Wednesday, 19 December 2007

Church Commissioners sell church to SSG for £100

According to this Gateshead Lib Dem blog the Church Commissioners sold a church to the St Stephen The Great Charitable Trust in November for £100:

The landmark St Cuthberts Church on Bensham Bank has been sold by the Church Commissioners to the American based St Stephen The Great Charitable Trust. The historic landmark has been sold for £100, reflecting the state of the building which is suffering from structural problems and vandalism. The building needs considerable investment to bring it back into use.

The nineteenth century church was designed by the famous Victorian North East architect John Dobson.

The Church Commissioners were keen to see the building continue to be used as a church. Work on restoring the building is expected to take a year.

The sale of the church has been welcomed by local Liberal Democrat campaigners Susan Craig and Peter Andras.

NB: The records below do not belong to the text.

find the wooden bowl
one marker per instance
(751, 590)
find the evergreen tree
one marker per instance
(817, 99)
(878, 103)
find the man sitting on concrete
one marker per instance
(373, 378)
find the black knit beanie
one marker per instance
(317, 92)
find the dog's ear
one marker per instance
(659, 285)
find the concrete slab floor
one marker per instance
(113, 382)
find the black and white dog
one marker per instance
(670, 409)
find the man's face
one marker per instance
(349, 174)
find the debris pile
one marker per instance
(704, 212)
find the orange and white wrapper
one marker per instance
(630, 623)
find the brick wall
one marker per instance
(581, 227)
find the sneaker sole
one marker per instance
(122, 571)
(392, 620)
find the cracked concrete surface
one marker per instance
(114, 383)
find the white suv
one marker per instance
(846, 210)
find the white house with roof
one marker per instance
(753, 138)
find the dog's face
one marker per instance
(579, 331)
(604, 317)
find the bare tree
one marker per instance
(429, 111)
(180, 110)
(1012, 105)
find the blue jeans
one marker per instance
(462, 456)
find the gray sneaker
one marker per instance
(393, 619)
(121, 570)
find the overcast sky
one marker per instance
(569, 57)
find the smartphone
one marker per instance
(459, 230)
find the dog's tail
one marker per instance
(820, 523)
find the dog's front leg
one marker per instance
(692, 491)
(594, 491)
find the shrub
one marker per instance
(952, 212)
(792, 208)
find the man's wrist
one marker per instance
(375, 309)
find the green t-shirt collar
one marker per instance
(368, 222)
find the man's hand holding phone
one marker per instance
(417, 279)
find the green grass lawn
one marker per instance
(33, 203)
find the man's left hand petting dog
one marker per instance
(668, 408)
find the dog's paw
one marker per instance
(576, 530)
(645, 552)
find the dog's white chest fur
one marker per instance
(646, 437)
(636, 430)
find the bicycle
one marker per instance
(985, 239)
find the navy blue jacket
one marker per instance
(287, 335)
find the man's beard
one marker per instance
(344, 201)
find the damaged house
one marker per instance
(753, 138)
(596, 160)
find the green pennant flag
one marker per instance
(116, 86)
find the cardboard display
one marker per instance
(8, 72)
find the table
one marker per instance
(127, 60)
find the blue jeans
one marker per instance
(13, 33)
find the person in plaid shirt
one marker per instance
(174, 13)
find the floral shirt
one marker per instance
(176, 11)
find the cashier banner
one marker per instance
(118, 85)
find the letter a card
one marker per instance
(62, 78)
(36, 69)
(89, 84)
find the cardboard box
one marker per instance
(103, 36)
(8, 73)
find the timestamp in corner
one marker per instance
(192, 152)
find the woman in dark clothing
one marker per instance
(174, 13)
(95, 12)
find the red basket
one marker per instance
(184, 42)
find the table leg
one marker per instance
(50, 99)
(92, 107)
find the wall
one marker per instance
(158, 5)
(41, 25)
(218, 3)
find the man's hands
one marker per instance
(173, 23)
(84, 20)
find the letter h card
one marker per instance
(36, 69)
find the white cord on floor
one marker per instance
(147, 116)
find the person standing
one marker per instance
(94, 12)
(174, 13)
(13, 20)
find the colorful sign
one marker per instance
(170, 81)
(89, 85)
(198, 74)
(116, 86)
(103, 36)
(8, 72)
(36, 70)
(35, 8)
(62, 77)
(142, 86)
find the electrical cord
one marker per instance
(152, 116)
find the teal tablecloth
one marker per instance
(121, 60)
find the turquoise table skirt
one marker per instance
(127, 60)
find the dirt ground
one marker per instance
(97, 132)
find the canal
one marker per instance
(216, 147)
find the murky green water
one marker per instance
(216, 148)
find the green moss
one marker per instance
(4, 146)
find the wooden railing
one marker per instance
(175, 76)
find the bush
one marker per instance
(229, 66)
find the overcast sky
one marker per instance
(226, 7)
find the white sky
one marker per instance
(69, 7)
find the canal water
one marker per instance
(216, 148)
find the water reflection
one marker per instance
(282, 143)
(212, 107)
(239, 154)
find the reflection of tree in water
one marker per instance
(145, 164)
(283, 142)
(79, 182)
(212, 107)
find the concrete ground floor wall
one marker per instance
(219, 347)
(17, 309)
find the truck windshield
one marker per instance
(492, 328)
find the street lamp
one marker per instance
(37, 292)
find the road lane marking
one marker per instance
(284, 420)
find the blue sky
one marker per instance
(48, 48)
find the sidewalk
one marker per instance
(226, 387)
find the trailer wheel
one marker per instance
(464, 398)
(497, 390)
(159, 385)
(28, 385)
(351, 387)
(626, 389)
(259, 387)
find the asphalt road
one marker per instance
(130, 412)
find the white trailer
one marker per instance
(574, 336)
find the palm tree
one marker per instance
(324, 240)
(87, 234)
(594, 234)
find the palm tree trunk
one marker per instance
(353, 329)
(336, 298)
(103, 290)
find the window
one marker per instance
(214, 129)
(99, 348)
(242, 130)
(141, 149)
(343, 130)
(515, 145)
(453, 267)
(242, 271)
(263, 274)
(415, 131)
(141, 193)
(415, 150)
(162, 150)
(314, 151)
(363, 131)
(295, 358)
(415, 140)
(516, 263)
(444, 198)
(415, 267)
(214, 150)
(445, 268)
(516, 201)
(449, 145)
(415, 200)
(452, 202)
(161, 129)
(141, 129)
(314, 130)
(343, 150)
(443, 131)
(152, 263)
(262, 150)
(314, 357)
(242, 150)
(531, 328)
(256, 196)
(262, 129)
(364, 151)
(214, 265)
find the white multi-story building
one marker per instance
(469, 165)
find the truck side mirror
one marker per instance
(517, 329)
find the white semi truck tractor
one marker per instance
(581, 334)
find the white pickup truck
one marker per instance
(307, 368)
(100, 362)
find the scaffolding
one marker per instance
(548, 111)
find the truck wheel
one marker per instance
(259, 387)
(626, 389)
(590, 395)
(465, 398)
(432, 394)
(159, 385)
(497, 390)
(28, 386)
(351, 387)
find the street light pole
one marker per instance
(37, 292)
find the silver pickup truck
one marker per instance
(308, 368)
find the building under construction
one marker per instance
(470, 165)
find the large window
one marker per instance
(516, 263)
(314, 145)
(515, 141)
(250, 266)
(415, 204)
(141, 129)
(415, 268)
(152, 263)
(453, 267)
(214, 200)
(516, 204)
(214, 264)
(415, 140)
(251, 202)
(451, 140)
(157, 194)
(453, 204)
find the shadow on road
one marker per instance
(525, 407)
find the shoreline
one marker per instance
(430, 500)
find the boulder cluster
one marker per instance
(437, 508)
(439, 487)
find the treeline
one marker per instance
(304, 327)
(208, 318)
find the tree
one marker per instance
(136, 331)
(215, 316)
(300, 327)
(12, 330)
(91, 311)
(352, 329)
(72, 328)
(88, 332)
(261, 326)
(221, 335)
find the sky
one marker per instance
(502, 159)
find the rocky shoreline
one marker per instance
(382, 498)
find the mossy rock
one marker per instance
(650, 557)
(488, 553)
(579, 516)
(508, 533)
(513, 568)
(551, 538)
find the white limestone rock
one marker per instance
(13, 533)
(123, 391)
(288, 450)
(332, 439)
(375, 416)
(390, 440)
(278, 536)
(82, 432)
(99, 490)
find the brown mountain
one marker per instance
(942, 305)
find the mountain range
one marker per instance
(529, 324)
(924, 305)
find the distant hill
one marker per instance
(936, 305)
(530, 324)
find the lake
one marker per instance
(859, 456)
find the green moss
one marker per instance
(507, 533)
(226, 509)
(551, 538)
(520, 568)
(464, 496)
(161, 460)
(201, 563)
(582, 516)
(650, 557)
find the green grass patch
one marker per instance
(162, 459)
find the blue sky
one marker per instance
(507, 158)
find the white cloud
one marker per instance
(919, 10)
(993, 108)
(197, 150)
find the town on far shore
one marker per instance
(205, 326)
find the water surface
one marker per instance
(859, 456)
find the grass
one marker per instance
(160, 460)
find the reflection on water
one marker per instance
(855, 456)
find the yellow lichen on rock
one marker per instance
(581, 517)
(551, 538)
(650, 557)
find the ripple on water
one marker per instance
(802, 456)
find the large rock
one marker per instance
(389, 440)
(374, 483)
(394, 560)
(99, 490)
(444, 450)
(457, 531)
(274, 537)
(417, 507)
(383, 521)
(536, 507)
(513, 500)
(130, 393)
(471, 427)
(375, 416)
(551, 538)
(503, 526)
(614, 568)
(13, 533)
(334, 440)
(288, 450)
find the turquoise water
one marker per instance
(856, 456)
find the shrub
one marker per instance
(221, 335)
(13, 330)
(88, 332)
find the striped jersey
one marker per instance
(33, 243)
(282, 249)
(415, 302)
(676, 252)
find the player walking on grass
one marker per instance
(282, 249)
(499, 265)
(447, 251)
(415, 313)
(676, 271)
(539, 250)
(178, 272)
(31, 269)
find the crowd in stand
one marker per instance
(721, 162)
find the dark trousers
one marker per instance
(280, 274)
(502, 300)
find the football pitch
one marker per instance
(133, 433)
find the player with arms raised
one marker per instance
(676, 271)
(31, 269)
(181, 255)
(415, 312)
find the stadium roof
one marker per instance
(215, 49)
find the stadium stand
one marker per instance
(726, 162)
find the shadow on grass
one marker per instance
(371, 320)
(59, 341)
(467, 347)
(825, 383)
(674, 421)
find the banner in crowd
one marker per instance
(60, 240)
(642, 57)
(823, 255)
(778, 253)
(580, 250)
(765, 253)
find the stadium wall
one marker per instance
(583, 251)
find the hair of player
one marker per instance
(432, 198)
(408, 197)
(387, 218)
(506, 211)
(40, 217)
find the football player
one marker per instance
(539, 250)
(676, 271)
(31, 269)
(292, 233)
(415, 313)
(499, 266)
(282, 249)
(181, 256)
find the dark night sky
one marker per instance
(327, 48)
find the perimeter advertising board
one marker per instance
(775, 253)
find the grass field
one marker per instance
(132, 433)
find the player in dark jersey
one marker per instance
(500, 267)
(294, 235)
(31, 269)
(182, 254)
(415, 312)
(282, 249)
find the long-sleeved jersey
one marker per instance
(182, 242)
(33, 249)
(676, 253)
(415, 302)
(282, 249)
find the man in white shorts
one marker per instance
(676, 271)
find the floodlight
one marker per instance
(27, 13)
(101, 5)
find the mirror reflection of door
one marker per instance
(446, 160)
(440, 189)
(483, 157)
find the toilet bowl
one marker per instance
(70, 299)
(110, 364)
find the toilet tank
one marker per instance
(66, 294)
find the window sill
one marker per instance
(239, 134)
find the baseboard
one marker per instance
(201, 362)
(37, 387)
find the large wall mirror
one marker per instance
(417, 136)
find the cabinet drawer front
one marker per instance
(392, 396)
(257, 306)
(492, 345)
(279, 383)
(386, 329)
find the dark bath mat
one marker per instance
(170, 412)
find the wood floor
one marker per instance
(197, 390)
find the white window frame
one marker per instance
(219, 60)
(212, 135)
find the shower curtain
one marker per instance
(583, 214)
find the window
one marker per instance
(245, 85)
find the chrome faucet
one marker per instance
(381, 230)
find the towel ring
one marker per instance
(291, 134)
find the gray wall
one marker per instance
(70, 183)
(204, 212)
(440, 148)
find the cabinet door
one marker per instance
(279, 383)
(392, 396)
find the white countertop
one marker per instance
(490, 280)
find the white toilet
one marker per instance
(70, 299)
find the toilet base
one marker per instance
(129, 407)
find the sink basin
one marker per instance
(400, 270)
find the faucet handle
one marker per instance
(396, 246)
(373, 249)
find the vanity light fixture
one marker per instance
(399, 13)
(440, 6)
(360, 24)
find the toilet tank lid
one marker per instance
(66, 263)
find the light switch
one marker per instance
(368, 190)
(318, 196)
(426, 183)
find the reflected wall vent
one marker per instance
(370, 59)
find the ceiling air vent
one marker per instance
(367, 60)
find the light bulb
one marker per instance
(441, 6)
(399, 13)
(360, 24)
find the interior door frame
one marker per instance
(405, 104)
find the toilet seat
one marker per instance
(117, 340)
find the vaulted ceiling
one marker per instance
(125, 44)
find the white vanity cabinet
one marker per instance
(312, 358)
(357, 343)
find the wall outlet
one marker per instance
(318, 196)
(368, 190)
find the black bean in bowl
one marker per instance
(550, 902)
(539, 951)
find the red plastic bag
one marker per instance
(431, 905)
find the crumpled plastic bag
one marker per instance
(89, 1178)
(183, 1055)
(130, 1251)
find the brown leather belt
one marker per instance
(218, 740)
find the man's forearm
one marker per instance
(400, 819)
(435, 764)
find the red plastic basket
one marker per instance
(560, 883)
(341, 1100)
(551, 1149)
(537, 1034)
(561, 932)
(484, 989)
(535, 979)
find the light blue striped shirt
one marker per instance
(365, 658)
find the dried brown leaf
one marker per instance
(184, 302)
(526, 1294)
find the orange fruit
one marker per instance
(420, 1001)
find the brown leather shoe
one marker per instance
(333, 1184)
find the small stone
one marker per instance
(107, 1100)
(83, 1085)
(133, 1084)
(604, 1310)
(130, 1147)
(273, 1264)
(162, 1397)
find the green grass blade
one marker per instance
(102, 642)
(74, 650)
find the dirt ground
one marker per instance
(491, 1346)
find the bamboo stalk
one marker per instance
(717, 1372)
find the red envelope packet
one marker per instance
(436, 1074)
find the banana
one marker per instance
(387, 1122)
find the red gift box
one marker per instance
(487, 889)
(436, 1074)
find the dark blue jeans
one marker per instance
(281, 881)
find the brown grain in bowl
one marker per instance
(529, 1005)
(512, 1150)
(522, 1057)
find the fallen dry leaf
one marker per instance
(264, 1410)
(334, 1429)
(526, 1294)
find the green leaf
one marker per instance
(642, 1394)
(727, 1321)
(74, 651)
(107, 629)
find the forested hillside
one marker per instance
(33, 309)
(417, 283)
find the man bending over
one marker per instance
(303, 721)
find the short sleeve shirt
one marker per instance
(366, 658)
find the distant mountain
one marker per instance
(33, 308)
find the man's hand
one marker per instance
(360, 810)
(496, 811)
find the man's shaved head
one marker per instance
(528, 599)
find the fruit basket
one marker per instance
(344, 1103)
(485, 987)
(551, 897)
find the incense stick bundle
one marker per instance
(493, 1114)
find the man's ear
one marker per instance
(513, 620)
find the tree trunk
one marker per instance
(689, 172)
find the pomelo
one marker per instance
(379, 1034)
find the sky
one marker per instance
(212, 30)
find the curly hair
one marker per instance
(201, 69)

Does this sound familiar? An Anglican institution is desperate to hand over their asset(s) to someone. Things don't go smoothly with the first possible recipient, but then SSG are there in the right place at the right time and get given it for free.
The £100 price tag is not really the issue. Such an amount might be entirely appropriate given the hundreds of thousands that will need to be spent on the church. What really surprises me is that the Church Commissioners have decided SSG are suitable recipients at all given:

1. The ongoing legal cases between SPCK and SSG as well as between SSG and some former employees. SPCK gave away millions of pounds-worth of assets to SSG and got their fingers badly burnt and yet the Church Commissioners appear to be doing exactly the same thing. [If you are unfamiliar with the SSG / SPCK bookshops story see all the posts in the Save the SPCK category on this blog.]
2. The dubious aims of the Saint Stephen the Great Trust. SSG have said they are aiming to restore 47 redundant churches, one for each of the 47 battles St Stephen the great fought against the Muslims (statement now removed from their website, though I have the text recorded here). In their video SSG make it fairly clear that they see acquiring churches in Muslim areas as one of their aims. I just can't see how giving a church to such an organisation can fit within the requirements for new uses for redundant churches, namely that they should be 'sensitive to the setting and history of each building'.

It could of course be the case that the Church Commissioners are unaware of the whole SPCK/SSG situation, but this seems unlikely. It is true that this sale took place before the release of the St Stephen the Great video and the Radio 4 Sunday programme, but a lot of information about SSG was available online before that time. Surely you'd do a quick Google search before giving a church building to someone.

Here's some background reading:
• This April 2007 video by the same Lib Dem councillor shows the church before it was sold (Warning - contains local ploughing and footbridge news and also some in-depth photocopying footage)
Extremist Sect Sets Up Church - No, not SSG. This is a report relating to a previous controversy, when the The Society of St Pius X were due to take on the church.
BBC NEWS | England | Tyne | Historic church's future secured - A BBC report on St Cuthberts from 2005.
Listed Church For Sale - The Gateshead Council site listing the church as being for sale again in February this year

The page about St Cuthberts (now deleted) on the Church of England site said:

This is a rare opportunity to acquire a landmark building, in a commanding position overlooking the River Tyne. The property is being sold with the benefit of a development brief produced by Gateshead Council supporting the conversion of this Grade II Listed Church to a range of commercial and residential uses. All parties are keen to see the property sold and sensitively converted to secure the future of this landmark building. Built in 1845 to the designs of John Dobson and extended by the addition of an aisle in 1874, the church stands in a large churchyard that has been used for burials. It comprises tower, nave, chancel, vestries, aisle and west gallery. The building has suffered from subsidence due to former mining works in the area and is in need of substantial stabilisation and other restoration costs. Guidance on these likely costs is available from the agents. Offers are invited by 28 July 2007, with detailed evidence of feasibility within three months of submission of offer.